The Garden in Summer

I haven't written much about the garden this summer, and I'm not sure why. I've done a good deal of revision this year, tearing out the weak and non-performing, rearranging the survivors, and finishing out most of the front. Two of the cape mallows died, and were replaced by red fountain grass, which is a great performer here. (I cannot say the same of the green feather grass, which grows gangly and spreads so much that it may be invasive.) I added more agastache, as it grows well here and attracts all sorts of garden life. Our butterfly bushes seem to attract mostly the standard white butterflies, but we've seen a swallowtail several times, and one monarch! The lizards and the frogs are still in residence, but I don't see them very often.

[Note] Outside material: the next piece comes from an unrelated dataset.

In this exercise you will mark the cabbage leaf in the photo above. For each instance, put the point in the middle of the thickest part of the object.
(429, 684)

The weather has ranged from almost comfortable to miserable. We've had a couple of long spells of temperatures in the 80s, which is tolerable here, punctuated by nasty stretches of 100+ degree days. We've only had a few days of smoke, as wildfire season didn't start in June this year. We got some smoke from the La Brea fire though--it's several hundred miles away! It all depends on how the wind blows. It's nothing though like last year, when the smoky haze hung near the ground for weeks, giving us some of the worst air quality in the country. (Public health officials recommended just staying inside.)

I don't have many new pictures. August isn't a month here for new flowers, as the spring-bloomers are long gone, and the fall bloomers haven't come in yet. How often can I expect anyone to be fascinated by yet another picture of my coneflowers? But I should have Tagetes lemonii and Japanese anenome soon, as well as some rebloom of plants that went dormant in the heat.